Reversing obesity and diabetes: let’s start somewhere
Obesity
and type 2 diabetes are rampant epidemics and getting worse. The projection of
the Centers for Disease Control and Prevention is frightening: half of
Americans will have one or both conditions by 2050. Obesity is a major factor
in type 2 diabetes; both have crippling and expensive complications that we
cannot afford individually or as a nation. As the cost of healthcare premiums
for the average family climbs well past $1,000 per month, draconian laws,
shortages and even rationing of health care are inevitable.
A
century ago obesity affected approximately 5 percent of our population and type
2 diabetes occurred only in the elderly, who were relatively few in number at
that time. Both conditions have complex causes but there is no question that
two of them, the sedentary lifestyle and the high intake of ordinary sugar, top
the list.
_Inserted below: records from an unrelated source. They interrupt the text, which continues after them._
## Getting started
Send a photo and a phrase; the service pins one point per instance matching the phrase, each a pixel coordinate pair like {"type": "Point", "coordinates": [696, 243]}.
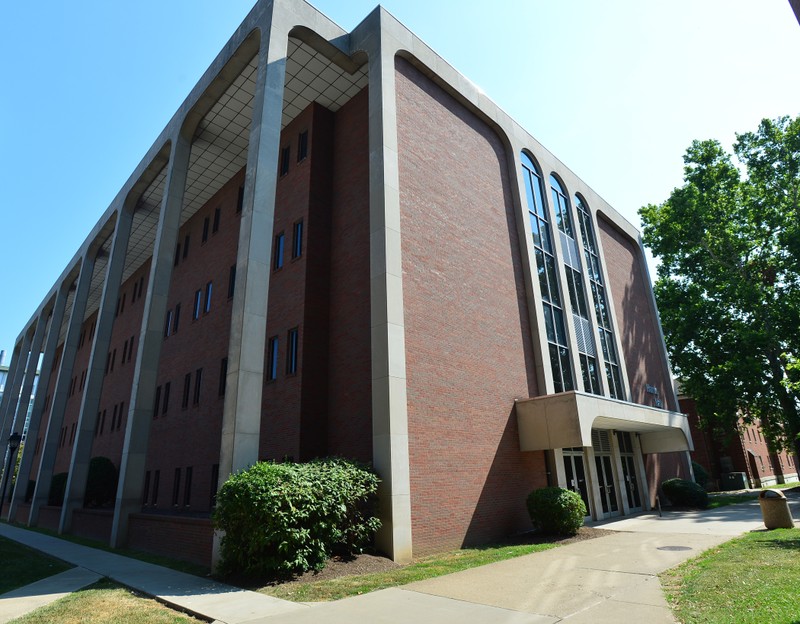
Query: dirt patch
{"type": "Point", "coordinates": [368, 564]}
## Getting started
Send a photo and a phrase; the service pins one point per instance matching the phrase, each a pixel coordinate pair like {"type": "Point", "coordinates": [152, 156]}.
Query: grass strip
{"type": "Point", "coordinates": [21, 565]}
{"type": "Point", "coordinates": [102, 602]}
{"type": "Point", "coordinates": [752, 579]}
{"type": "Point", "coordinates": [425, 568]}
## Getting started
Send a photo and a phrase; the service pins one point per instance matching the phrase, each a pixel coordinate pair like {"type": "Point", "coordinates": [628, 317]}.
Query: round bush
{"type": "Point", "coordinates": [682, 493]}
{"type": "Point", "coordinates": [556, 510]}
{"type": "Point", "coordinates": [700, 475]}
{"type": "Point", "coordinates": [283, 518]}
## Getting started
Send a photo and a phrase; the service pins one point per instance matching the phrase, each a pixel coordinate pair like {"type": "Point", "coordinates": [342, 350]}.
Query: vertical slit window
{"type": "Point", "coordinates": [548, 280]}
{"type": "Point", "coordinates": [597, 288]}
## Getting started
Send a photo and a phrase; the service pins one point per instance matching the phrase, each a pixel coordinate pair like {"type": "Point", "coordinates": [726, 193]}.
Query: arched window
{"type": "Point", "coordinates": [601, 309]}
{"type": "Point", "coordinates": [548, 281]}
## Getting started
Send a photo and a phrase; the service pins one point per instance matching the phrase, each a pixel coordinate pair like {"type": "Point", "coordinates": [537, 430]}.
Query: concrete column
{"type": "Point", "coordinates": [241, 420]}
{"type": "Point", "coordinates": [50, 345]}
{"type": "Point", "coordinates": [49, 446]}
{"type": "Point", "coordinates": [389, 399]}
{"type": "Point", "coordinates": [93, 388]}
{"type": "Point", "coordinates": [140, 411]}
{"type": "Point", "coordinates": [16, 373]}
{"type": "Point", "coordinates": [18, 422]}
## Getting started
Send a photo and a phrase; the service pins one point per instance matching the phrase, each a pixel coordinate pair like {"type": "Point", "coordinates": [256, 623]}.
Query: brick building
{"type": "Point", "coordinates": [746, 452]}
{"type": "Point", "coordinates": [338, 245]}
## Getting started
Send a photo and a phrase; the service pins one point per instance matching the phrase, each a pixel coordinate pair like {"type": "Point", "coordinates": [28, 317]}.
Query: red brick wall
{"type": "Point", "coordinates": [350, 372]}
{"type": "Point", "coordinates": [636, 319]}
{"type": "Point", "coordinates": [468, 341]}
{"type": "Point", "coordinates": [187, 539]}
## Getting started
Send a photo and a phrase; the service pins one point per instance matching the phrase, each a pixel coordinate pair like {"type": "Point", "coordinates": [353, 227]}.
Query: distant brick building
{"type": "Point", "coordinates": [746, 452]}
{"type": "Point", "coordinates": [338, 245]}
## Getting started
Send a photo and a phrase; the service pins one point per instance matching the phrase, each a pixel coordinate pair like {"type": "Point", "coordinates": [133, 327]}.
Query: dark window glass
{"type": "Point", "coordinates": [187, 388]}
{"type": "Point", "coordinates": [272, 359]}
{"type": "Point", "coordinates": [198, 379]}
{"type": "Point", "coordinates": [297, 240]}
{"type": "Point", "coordinates": [277, 253]}
{"type": "Point", "coordinates": [187, 488]}
{"type": "Point", "coordinates": [286, 154]}
{"type": "Point", "coordinates": [176, 487]}
{"type": "Point", "coordinates": [223, 374]}
{"type": "Point", "coordinates": [165, 406]}
{"type": "Point", "coordinates": [291, 351]}
{"type": "Point", "coordinates": [302, 146]}
{"type": "Point", "coordinates": [231, 281]}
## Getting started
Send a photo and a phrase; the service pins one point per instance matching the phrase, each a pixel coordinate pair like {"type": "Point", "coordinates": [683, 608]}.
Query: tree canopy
{"type": "Point", "coordinates": [728, 287]}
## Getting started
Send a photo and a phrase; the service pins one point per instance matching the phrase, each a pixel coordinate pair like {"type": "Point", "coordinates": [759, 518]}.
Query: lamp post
{"type": "Point", "coordinates": [13, 445]}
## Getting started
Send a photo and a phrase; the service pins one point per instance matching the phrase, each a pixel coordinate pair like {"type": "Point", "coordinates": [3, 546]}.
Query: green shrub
{"type": "Point", "coordinates": [684, 493]}
{"type": "Point", "coordinates": [556, 510]}
{"type": "Point", "coordinates": [101, 482]}
{"type": "Point", "coordinates": [283, 518]}
{"type": "Point", "coordinates": [700, 475]}
{"type": "Point", "coordinates": [58, 485]}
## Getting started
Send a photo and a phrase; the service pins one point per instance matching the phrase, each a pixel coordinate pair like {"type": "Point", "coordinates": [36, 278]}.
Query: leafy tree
{"type": "Point", "coordinates": [728, 286]}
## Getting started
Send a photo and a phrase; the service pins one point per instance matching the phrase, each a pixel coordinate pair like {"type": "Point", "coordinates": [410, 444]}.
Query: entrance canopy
{"type": "Point", "coordinates": [566, 420]}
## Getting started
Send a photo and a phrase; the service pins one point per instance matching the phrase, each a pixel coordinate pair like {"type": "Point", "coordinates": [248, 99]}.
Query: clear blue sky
{"type": "Point", "coordinates": [616, 89]}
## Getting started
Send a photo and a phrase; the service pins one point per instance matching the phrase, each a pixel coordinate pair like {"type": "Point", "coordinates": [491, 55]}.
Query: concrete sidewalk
{"type": "Point", "coordinates": [608, 579]}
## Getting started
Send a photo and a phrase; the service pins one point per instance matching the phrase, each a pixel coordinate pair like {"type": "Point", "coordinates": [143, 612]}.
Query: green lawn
{"type": "Point", "coordinates": [103, 602]}
{"type": "Point", "coordinates": [20, 565]}
{"type": "Point", "coordinates": [752, 579]}
{"type": "Point", "coordinates": [428, 567]}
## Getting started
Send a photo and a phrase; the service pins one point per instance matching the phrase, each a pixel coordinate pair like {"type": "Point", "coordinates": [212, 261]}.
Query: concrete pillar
{"type": "Point", "coordinates": [16, 373]}
{"type": "Point", "coordinates": [93, 388]}
{"type": "Point", "coordinates": [50, 346]}
{"type": "Point", "coordinates": [389, 401]}
{"type": "Point", "coordinates": [49, 446]}
{"type": "Point", "coordinates": [18, 422]}
{"type": "Point", "coordinates": [140, 412]}
{"type": "Point", "coordinates": [241, 420]}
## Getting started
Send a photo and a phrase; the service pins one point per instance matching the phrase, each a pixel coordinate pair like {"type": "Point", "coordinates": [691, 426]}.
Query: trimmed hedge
{"type": "Point", "coordinates": [682, 493]}
{"type": "Point", "coordinates": [283, 518]}
{"type": "Point", "coordinates": [556, 510]}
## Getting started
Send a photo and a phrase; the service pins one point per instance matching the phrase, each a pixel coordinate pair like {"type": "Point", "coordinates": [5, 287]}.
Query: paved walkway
{"type": "Point", "coordinates": [608, 579]}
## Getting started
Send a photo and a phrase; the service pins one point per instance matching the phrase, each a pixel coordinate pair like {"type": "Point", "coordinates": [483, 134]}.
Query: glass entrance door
{"type": "Point", "coordinates": [605, 479]}
{"type": "Point", "coordinates": [576, 475]}
{"type": "Point", "coordinates": [629, 471]}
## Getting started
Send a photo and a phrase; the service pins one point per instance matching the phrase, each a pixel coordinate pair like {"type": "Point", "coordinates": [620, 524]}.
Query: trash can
{"type": "Point", "coordinates": [775, 510]}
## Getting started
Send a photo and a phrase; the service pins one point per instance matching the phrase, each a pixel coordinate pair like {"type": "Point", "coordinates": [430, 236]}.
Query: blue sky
{"type": "Point", "coordinates": [616, 89]}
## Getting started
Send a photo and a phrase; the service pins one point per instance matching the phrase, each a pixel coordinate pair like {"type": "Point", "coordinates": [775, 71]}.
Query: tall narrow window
{"type": "Point", "coordinates": [187, 388]}
{"type": "Point", "coordinates": [286, 154]}
{"type": "Point", "coordinates": [231, 281]}
{"type": "Point", "coordinates": [602, 312]}
{"type": "Point", "coordinates": [176, 487]}
{"type": "Point", "coordinates": [207, 305]}
{"type": "Point", "coordinates": [277, 252]}
{"type": "Point", "coordinates": [198, 380]}
{"type": "Point", "coordinates": [291, 351]}
{"type": "Point", "coordinates": [165, 404]}
{"type": "Point", "coordinates": [187, 487]}
{"type": "Point", "coordinates": [198, 297]}
{"type": "Point", "coordinates": [302, 146]}
{"type": "Point", "coordinates": [297, 239]}
{"type": "Point", "coordinates": [223, 374]}
{"type": "Point", "coordinates": [272, 359]}
{"type": "Point", "coordinates": [548, 281]}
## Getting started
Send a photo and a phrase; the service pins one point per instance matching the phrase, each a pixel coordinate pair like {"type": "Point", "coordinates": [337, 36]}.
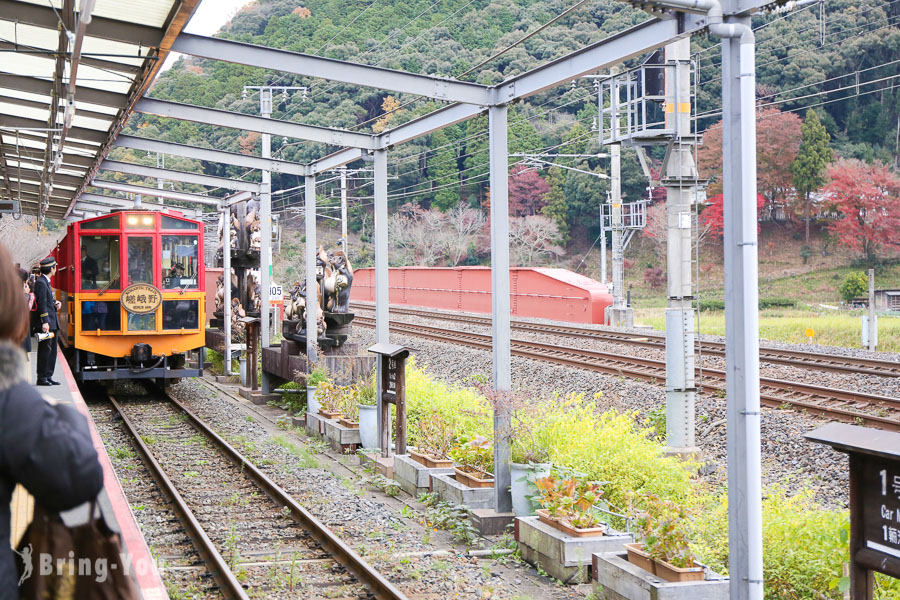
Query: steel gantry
{"type": "Point", "coordinates": [675, 19]}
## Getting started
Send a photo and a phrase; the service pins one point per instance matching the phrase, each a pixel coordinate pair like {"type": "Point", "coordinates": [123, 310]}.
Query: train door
{"type": "Point", "coordinates": [142, 257]}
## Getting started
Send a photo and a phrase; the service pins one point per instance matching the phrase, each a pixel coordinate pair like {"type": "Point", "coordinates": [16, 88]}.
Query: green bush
{"type": "Point", "coordinates": [854, 285]}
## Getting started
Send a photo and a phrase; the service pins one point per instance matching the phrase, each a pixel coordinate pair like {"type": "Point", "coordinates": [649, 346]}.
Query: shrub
{"type": "Point", "coordinates": [854, 285]}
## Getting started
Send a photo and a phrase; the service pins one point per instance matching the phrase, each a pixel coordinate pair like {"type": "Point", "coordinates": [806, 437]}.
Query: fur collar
{"type": "Point", "coordinates": [12, 365]}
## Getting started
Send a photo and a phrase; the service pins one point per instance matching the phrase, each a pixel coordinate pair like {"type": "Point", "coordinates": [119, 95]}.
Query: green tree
{"type": "Point", "coordinates": [556, 207]}
{"type": "Point", "coordinates": [443, 172]}
{"type": "Point", "coordinates": [809, 167]}
{"type": "Point", "coordinates": [855, 285]}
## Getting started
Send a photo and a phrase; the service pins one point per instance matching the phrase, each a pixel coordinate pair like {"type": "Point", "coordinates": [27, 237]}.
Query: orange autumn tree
{"type": "Point", "coordinates": [777, 143]}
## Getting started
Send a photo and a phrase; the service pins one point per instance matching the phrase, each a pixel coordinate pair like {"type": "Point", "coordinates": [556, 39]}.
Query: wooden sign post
{"type": "Point", "coordinates": [391, 374]}
{"type": "Point", "coordinates": [874, 501]}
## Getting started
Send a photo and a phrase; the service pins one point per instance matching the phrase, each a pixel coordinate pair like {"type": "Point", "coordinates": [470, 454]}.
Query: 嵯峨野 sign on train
{"type": "Point", "coordinates": [141, 298]}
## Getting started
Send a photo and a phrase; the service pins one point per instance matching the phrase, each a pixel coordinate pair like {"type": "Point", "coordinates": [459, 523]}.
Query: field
{"type": "Point", "coordinates": [789, 325]}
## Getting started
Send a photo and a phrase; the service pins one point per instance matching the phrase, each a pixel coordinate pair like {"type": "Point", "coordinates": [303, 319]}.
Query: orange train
{"type": "Point", "coordinates": [133, 287]}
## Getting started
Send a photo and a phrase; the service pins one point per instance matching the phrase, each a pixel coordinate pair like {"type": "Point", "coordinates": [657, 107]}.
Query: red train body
{"type": "Point", "coordinates": [546, 293]}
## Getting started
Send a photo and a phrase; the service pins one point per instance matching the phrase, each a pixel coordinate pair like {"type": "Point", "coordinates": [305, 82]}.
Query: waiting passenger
{"type": "Point", "coordinates": [44, 447]}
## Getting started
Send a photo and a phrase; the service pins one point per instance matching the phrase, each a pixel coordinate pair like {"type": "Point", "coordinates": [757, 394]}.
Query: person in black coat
{"type": "Point", "coordinates": [47, 309]}
{"type": "Point", "coordinates": [44, 447]}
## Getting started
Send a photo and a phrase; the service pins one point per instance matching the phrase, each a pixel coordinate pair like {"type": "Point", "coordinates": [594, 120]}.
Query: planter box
{"type": "Point", "coordinates": [637, 556]}
{"type": "Point", "coordinates": [450, 490]}
{"type": "Point", "coordinates": [563, 556]}
{"type": "Point", "coordinates": [413, 477]}
{"type": "Point", "coordinates": [315, 425]}
{"type": "Point", "coordinates": [342, 439]}
{"type": "Point", "coordinates": [471, 479]}
{"type": "Point", "coordinates": [430, 461]}
{"type": "Point", "coordinates": [615, 578]}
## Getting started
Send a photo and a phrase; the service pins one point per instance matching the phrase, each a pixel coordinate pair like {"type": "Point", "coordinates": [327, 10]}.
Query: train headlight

If we could bring just those two factors back to 1913 levels the
contribution of genetics, fatty foods, refined flour, etc. could be temporarily
ignored and the results would still be dramatic.
Inducing
adults to become more physically active is a hard sell, so we should
concentrate on getting our kids to move more. One hour a day of moderately
intense sports or play has been shown to lower the future likelihood of obesity
and type 2 diabetes and it will protect them from osteoporosis in later life.
Possibly
the most effective route to getting us back to the last century’s levels of
thinness and health is to dramatically lower our intake of sugar, especially in
soft drinks. We drank 5 times as much sweetened drinks in 2000 as we did in
1950. Although HFCS (high-fructose corn syrup) gets the blame it is only
slightly different from sucrose, ordinary table sugar. Fructose is a bad actor,
no doubt, but it’s our overall intake of
sugar – 40 times as much as our colonial
forefathers – that is killing us
The
mandate by the mayor of New York City
that limits sugary soft drink servings to only 16 ounces is noble but
anger-inducing, a rule that has so many loopholes and ill-considered consequences
that its wide-scale application is doomed. It makes more sense to remove sugar
subsidies and instead to tax the stuff at the wholesale level so that all sugar-containing
foods become more expensive and less attractive.
This
sounds too simple, of course. But maybe it would work. Something had better.